However, his punishment was not yet over. He was called into the principal’s office and was given a one-day suspension for cyberbullying.
Dunlap is an honors student and a contributing member of the football team. A suspicion was a huge “no” for his school records. Immediately, his parents called out to the American Civil Liberties Union (ACLU) for advice.
ACLU chastised the school, saying Dunlap’s nonthreatening comments were a part of his First Amendment rights. The school had no justification for suspending Dunlap or even asking him to take the comment off his personal Facebook page. With the high school facing a lawsuit, the suspension was reversed and Dunlap was off the hook.

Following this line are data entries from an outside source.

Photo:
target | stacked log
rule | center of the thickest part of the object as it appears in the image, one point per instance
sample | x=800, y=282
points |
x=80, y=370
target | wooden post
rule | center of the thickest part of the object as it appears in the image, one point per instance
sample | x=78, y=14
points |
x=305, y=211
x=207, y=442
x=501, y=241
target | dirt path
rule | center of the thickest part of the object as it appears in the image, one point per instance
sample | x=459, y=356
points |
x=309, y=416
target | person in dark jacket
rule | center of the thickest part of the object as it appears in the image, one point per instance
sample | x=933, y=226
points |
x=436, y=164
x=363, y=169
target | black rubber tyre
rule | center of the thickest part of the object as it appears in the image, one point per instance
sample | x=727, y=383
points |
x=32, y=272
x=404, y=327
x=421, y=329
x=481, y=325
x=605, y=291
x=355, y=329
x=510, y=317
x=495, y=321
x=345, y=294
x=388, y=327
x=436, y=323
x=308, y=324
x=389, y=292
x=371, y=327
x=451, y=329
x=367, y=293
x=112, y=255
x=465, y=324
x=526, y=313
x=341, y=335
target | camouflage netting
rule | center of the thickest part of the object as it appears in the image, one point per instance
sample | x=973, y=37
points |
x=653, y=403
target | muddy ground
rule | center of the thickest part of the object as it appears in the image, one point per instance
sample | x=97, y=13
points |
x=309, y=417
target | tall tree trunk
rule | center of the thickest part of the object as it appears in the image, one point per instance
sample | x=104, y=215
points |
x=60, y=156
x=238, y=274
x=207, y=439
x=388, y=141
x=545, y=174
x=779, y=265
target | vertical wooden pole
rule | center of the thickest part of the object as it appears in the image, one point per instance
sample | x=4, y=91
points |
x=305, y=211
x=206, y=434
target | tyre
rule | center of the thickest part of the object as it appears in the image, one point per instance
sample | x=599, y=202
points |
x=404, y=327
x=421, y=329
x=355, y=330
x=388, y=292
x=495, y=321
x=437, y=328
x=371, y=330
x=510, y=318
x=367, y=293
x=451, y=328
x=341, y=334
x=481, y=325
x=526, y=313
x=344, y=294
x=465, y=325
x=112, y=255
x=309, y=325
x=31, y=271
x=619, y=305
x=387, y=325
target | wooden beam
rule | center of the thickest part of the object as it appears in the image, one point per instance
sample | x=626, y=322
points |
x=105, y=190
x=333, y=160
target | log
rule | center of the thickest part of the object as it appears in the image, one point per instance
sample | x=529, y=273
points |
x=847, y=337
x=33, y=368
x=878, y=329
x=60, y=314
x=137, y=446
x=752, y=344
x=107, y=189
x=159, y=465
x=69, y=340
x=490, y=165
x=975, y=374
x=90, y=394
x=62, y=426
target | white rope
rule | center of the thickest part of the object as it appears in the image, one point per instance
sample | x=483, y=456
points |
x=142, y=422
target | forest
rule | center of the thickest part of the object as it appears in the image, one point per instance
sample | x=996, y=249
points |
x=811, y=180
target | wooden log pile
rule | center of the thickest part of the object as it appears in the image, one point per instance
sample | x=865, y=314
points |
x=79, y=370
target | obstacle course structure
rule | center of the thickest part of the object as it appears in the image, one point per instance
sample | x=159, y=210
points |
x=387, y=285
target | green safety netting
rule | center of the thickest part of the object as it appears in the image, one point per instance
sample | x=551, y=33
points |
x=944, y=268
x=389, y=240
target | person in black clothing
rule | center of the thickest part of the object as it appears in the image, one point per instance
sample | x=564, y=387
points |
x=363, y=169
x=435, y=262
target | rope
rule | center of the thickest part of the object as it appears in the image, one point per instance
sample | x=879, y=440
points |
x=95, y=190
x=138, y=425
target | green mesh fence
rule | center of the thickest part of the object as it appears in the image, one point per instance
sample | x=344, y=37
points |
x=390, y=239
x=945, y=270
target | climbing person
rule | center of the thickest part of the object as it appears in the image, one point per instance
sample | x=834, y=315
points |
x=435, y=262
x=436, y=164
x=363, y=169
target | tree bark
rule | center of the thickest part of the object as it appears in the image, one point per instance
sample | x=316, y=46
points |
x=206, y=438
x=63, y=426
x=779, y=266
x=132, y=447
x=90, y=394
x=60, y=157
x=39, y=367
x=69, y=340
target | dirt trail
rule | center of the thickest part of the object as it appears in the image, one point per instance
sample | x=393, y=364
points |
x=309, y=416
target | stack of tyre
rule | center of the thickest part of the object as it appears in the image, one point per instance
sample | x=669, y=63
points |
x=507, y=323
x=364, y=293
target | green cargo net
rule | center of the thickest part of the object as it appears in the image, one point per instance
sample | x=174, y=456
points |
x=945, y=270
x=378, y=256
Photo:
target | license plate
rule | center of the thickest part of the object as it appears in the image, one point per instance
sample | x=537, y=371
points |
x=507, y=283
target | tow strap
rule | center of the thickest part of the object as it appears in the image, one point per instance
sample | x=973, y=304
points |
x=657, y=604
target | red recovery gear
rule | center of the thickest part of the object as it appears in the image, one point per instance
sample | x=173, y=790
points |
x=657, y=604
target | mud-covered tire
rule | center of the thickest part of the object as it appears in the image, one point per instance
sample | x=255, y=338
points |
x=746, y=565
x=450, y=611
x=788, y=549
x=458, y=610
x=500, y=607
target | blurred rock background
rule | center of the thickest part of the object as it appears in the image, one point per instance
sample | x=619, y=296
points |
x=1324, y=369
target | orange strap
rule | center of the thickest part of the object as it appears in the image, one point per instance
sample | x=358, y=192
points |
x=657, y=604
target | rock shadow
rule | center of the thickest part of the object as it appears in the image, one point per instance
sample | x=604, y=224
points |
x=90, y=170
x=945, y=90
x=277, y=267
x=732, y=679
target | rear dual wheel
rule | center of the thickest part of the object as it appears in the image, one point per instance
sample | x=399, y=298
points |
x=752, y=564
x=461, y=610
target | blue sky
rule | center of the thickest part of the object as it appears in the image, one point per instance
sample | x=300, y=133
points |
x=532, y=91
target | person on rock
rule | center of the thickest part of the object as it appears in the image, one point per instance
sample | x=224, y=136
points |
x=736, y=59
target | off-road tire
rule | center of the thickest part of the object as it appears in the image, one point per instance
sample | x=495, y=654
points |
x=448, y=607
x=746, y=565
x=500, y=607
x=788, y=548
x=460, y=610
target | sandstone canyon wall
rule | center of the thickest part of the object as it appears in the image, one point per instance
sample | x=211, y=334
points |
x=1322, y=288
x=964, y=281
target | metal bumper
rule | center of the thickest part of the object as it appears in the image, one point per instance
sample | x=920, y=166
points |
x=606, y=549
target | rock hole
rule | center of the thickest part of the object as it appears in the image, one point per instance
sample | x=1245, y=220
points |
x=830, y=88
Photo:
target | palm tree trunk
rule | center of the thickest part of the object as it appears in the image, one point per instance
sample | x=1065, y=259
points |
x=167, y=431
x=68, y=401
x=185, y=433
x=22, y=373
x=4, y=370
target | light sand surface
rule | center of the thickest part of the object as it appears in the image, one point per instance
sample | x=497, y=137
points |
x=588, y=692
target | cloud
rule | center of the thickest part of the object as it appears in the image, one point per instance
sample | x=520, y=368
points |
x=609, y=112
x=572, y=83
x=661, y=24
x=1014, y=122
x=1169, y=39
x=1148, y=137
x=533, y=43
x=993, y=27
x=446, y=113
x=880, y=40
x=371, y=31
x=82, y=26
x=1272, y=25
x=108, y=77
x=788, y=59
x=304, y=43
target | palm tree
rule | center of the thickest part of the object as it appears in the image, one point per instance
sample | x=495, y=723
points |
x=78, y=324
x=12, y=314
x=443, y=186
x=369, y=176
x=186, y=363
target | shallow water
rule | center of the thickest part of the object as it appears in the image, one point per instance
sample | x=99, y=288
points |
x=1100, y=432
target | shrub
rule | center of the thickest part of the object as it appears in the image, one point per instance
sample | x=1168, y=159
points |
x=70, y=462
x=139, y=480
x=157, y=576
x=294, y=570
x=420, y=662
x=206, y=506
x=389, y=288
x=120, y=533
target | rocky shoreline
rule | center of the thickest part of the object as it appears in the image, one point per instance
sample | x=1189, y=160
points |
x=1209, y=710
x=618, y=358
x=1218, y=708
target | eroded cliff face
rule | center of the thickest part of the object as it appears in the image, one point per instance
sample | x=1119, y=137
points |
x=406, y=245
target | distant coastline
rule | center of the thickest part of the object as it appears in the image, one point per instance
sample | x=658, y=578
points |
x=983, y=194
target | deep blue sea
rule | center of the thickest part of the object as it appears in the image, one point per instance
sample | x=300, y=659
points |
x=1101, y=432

While there is no specific policy at Western Carolina about cyberbullying or posting mean comments on Facebook, there is a policy on bullying or stalking. Assumedly, should a student’s comment be bullying or “damage to or misuse of the University’s name, image…” or sexual harassment, the student would be dealt with accordingly. He or she would not go without punishment for these are University polices set down by the Student Code of Conduct.
One of Western’s professors, Peter Savage of the theatre department, had a problem with a student once on Facebook.
“Although my school life and personal life interact on Facebook,” said Savage, “I really use Facebook just to post my personal thoughts or interesting or funny links to just let those in my network know what I am doing in my life.
“I had a student who had made a Facebook status that was very passive aggressive toward an action I had taken in class,” he continued. “Although I was never mentioned, it was obviously directed at me. I confronted the student by email and we worked it out. If the behavior continued, I would have taken it by the Department Head and moved up from there.”
Savage, who does not use Facebook as a way to communicate with his students, said that Facebook’s major problem is that is not owned by a certain university or school. It is free for whoever wants to post something on his or her page. Anything can be said, the trick is to not hand out punishment irrationally.
Two students said they would never use Facebook as a means to ridicule a teacher.
Olivia Mears, who has Savage as a Facebook friend, said, “I think the most insulting thing I could relate to about that would be when Sensei Duncan teased me till I made a “grr” face in Karate… But that’s all in jest. So no. I’m not a rash person to ever call out in anger or anything.”
Ashley Fox said if she had a disagreement with a teacher, it would depend on what the situation was. “If it was bad enough, I’d email them personally,” she said.
Peter O’Neal had a different take. O’Neal uses his Facebook as a means of communication and for job connections. He also has Western Carolina professors in his Friends list.
“The closest thing I could possibly get would be something where I would have a status that could be pointed to the professor,” stated O’Neal, “but I would not use any name or call he-she out. Something like, ‘Did you really just do that? What did I do to you?’ A status where the professor could claim it was aimed at him, but it could be just as easily explained as aimed at another person.”